Камин щелкнул и следом из него брызнули искорки пламени.
— Йети? — старичок поправил оправу очков. — Сейчас? Господи, наука их не видывала уже лет десять так точно! Как он там оказался? Что случилось?
Беркут посмотрел на рядом сидящих Корсара и Егеря. Первый тяжко вздохнул, хотел сплюнуть, но вспомнил, где находится.
— Мы зачищали деревню. Как её там… Пусровье? Нет, черт бы ее побрал… Пустыхо?
— Пустовье, — поправил сталкера Егерь, видя, как недовольно морщатся члены «высшего общества».
— Точно. Так вот…
Корсар предался красочному описанию происходящего и ловко комбинировал рассказы Булата со своими фантазиями. Слушая рассказ, Егерь то и дело усмехался, ведь, как оказывается, йети был побежден огромной палкой, которую удачно метнул Корсар, а потоки монстров он гасил голыми руками, лишь изредко применяя автомат.
Глаза слушающих оставались незаинтересованными ровно до того момента, пока не объявился йети, а при первом упоминании скальника у многих глаза на лоб полезли. Хотя, старичок, весь рассказ держал рот раскрытым от удивления.
— Это же нонсенс! — воскликнул он, когда Корсар закончил. — Почему же вы не притащили эту неопознанную тварь сюда? Уму непостижимо!

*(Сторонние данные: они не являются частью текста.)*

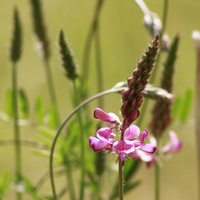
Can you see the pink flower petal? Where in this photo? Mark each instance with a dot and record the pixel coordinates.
(123, 146)
(173, 145)
(144, 135)
(148, 148)
(131, 132)
(103, 116)
(105, 133)
(98, 145)
(122, 157)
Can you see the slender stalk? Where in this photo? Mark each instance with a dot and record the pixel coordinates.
(99, 67)
(198, 113)
(70, 179)
(164, 19)
(89, 39)
(157, 181)
(25, 143)
(62, 126)
(51, 89)
(16, 129)
(82, 156)
(121, 190)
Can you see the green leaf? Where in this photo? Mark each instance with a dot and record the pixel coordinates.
(9, 109)
(4, 117)
(53, 120)
(187, 101)
(23, 103)
(40, 110)
(176, 107)
(16, 43)
(4, 183)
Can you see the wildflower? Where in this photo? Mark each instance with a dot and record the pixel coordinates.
(174, 145)
(105, 138)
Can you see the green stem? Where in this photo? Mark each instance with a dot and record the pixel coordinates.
(121, 190)
(62, 126)
(16, 129)
(99, 67)
(89, 39)
(69, 179)
(82, 153)
(51, 90)
(157, 180)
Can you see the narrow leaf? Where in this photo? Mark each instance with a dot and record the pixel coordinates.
(40, 110)
(23, 103)
(187, 101)
(9, 110)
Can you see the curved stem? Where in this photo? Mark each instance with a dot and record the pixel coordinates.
(157, 181)
(82, 149)
(89, 39)
(26, 143)
(51, 90)
(62, 126)
(16, 128)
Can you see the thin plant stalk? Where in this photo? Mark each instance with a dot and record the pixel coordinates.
(120, 173)
(157, 181)
(70, 179)
(16, 129)
(153, 76)
(90, 35)
(82, 156)
(62, 126)
(99, 66)
(51, 89)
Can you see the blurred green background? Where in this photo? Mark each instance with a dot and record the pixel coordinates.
(123, 39)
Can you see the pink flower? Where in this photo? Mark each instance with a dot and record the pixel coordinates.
(103, 141)
(174, 145)
(111, 119)
(122, 148)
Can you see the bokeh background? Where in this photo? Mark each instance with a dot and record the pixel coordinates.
(123, 39)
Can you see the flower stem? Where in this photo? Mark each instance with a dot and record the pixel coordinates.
(121, 190)
(157, 180)
(89, 39)
(62, 126)
(51, 90)
(16, 129)
(82, 150)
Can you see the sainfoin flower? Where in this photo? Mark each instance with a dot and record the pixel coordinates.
(105, 139)
(174, 145)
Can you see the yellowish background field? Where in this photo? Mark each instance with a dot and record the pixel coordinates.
(123, 39)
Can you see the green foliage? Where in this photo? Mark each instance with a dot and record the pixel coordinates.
(16, 43)
(40, 110)
(23, 103)
(4, 184)
(9, 107)
(186, 105)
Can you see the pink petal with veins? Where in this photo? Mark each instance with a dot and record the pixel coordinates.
(173, 145)
(132, 132)
(123, 146)
(103, 116)
(98, 145)
(105, 133)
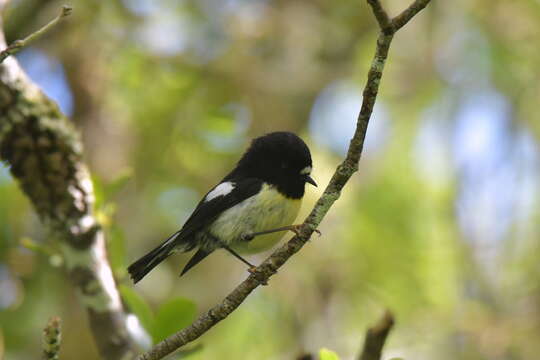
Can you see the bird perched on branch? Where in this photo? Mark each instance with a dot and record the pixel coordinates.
(248, 210)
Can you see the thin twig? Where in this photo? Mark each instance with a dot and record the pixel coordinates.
(332, 192)
(380, 13)
(52, 336)
(376, 337)
(17, 45)
(400, 20)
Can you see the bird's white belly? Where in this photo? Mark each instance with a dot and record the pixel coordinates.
(264, 211)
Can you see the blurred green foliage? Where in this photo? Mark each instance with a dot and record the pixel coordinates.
(441, 224)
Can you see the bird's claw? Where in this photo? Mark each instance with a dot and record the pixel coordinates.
(253, 270)
(247, 237)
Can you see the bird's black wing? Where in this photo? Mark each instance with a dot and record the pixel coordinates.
(208, 210)
(203, 215)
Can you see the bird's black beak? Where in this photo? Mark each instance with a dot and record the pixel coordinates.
(310, 180)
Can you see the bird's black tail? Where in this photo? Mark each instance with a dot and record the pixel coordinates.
(141, 267)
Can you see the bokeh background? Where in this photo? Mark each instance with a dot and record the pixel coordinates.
(441, 223)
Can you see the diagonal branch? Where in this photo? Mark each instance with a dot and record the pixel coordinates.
(17, 45)
(332, 192)
(376, 337)
(402, 19)
(380, 13)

— Спокойнее, Алексей Владимирович, — Якуб лениво посмотрел в опустевший стакан, открутил бутылку коньяка и налил ещё, — всё это не имеет за собой никакого подтверждения. Это существо… Камушек?
Корсар кивнул.
— Этот Камушек, — продолжил толстяк, — мог оказаться, незнаю… Простой горой мусора или иллюзией, которую наслал домовой. Ну, или вы просто нашли там склад самогона и вусмерть нажрались…

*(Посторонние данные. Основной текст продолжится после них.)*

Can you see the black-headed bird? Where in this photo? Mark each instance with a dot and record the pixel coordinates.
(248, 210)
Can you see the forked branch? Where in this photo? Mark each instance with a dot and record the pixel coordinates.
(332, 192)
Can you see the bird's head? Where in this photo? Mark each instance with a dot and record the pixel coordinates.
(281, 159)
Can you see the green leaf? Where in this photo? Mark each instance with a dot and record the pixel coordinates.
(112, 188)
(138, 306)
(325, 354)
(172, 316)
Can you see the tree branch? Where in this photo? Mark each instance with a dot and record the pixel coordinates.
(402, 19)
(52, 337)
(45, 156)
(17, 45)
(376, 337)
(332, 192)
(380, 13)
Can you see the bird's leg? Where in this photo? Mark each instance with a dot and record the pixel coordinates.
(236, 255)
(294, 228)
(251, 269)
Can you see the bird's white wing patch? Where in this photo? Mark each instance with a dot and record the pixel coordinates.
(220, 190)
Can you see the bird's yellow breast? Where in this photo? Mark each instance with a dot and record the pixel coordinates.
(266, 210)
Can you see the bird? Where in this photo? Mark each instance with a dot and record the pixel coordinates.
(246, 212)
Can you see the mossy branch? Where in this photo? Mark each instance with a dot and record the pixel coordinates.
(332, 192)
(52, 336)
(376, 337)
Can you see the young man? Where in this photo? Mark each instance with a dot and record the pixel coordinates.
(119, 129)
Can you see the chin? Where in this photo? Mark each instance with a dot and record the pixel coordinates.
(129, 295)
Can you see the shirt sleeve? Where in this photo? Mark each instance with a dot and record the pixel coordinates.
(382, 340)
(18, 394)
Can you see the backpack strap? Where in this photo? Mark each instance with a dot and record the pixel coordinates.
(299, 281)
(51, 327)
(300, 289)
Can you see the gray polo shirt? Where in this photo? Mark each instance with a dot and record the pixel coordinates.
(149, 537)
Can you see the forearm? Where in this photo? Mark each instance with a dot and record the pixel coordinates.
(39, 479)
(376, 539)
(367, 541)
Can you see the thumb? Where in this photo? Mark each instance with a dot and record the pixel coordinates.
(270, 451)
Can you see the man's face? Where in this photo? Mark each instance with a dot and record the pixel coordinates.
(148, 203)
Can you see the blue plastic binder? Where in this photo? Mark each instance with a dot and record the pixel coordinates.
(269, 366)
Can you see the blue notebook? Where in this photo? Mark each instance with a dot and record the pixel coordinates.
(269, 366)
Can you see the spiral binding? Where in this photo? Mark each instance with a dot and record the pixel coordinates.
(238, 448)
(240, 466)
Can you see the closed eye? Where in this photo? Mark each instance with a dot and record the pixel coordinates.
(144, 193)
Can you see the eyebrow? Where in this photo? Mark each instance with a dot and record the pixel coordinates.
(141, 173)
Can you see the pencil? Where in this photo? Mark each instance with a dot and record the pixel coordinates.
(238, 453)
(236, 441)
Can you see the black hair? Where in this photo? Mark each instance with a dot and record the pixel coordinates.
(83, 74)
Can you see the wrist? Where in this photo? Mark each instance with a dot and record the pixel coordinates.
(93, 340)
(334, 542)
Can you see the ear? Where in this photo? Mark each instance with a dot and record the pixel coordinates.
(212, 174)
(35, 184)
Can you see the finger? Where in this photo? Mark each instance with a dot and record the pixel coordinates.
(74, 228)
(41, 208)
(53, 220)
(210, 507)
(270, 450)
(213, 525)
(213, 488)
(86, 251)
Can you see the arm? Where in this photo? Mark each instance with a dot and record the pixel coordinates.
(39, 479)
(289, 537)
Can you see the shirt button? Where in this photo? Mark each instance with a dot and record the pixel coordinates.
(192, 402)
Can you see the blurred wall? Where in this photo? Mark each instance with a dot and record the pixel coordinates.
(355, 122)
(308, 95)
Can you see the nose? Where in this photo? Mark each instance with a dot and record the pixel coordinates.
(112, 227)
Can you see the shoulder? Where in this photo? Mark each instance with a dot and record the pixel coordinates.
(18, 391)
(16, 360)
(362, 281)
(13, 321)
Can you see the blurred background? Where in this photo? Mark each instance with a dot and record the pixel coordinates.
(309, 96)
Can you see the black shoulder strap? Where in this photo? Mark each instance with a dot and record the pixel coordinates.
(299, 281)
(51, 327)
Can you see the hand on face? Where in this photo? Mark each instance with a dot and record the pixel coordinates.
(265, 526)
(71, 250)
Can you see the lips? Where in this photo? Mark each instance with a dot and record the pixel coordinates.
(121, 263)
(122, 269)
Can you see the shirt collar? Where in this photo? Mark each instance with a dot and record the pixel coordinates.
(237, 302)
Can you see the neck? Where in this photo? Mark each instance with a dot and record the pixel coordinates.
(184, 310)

— Простая гора мусора или иллюзия раздавила тринадцать моих бойцов и ещё сорок отправила в больницы? — вспыхнул Беркут. — Что ты такое несешь, Якуб?
— Спокойнее, господа, — сказал толстый, округлый мужичок, то и дело шмыгающий раскрасневшимся носом. — В любом случае, чудовище побеждено, так что повода для беспокойств нет.
В этом противном, слегка сдавленном голоске, Корсар узнал Барона— заправлялу арены.
Егерь холодным взглядом посмотрел на толстячка, криво улыбнулся.
— Все вы слишком беспечны, — сказал он. — Этот монстр выдержал одновременный огонь двадцати пулеметных спарок, кучи калашей, пулеметов, шести зарядов «Бульдога». А потом, как ни в чем не бывало раздавил семь снегоходов, смял в бумагу два УАЗА и ещё покоцал пару Шестьдесят шестых. Вы понимаете, что случится, если подобная тварь придет к городу? Вы осознаете масштаб угрозы?
Гитарной струной повисла нагнетающая тишина, прерываемая только тяжелыми вздохами Барона.
— И что ты предлагаешь, Беркут? — спросил Хруст, почесав аккуратную остроконечную бороду.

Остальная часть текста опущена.